Ethel was indignant. “It
was neither `bet’ nor `dare’ nor `conspiracy,’”
she said. “I saw the singer as he came
walking rapidly down the avenue, and he looked as
happy and careless as a boy whistling on a country
lane. When his eyes fell on the old man he hesitated,
just a moment, and then spoke to him. I am sure
they were absolute strangers to each other.”
“But how can you be sure of
a thing like that, Ethel?”
“I don’t know `how,’
Ruth, but all the same, I am sure.
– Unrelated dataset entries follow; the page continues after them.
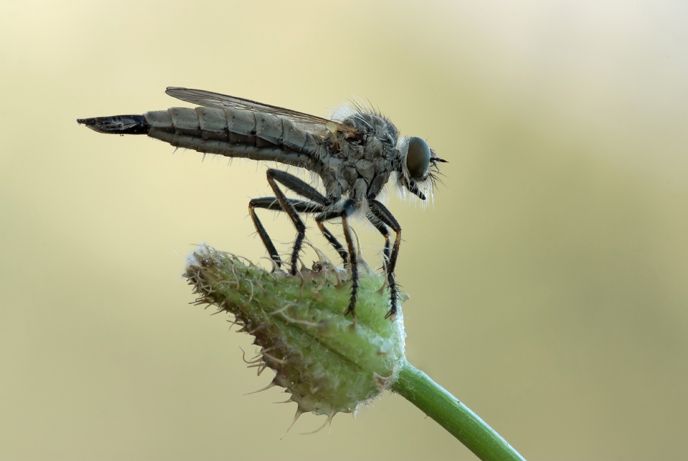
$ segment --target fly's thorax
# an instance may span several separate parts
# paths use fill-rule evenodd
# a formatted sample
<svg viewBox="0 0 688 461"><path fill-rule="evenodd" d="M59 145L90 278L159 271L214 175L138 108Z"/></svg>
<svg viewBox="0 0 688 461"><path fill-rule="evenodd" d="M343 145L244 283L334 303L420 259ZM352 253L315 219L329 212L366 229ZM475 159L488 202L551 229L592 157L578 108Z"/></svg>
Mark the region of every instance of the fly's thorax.
<svg viewBox="0 0 688 461"><path fill-rule="evenodd" d="M361 136L340 133L336 149L323 158L323 182L330 196L343 195L359 204L376 196L397 162L396 127L376 114L359 112L343 120Z"/></svg>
And as for
it being a new way of begging, that is not correct.
Not many years ago, one of the De Reszke brothers
led a crippled soldier into a Paris cafe, and sang
the starving man into comfort in twenty minutes.”
“And the angelic Parepa Rosa
did as much for a Mexican woman, whom she found in
the depths of sorrow and poverty—brought
her lifelong comfort with a couple of her songs.
Is it not likely, then, that the gallant knight of
the Holland House is really a member of some opera
company, that he knew of these examples and followed
them?”
“It is not unlikely, Ruth, yet
I do not believe that is the explanation.”
“Well,” said the Judge,
throwing his cigarette into the fire, “if the
singer had never heard of De Reszke and Parepa Rosa,
we may suppose him a gentleman of such culture as
to be familiar with the exquisite Greek legend of
Phoebus Apollo—that story would be sufficient
to inspire any man with his voice. Do you know
it?”
Both girls answered with an enthusiastic
entreaty for its recital, and the Judge went to the
library and returned with a queer-looking little book,
bound in marbled paper.
“It was my father’s copy,”
he said, “an Oxford edition.” And
he turned the leaves with loving carefulness until
he came to the incident. Then being a fine reader,
the words fell from his lips in a stately measure
better than music:
“After Troy fell there came
to Argos a scarred soldier seeking alms. Not
deigning to beg, he played upon a lyre; but the handling
of arms had robbed him of his youthful power, and
he stood by the portico hour after hour, and no one
dropped him a lepton. Weary, hungry and thirsty,
he leaned in despair against a pillar. A youth
came to him and asked, `Why not play on, Akeratos?”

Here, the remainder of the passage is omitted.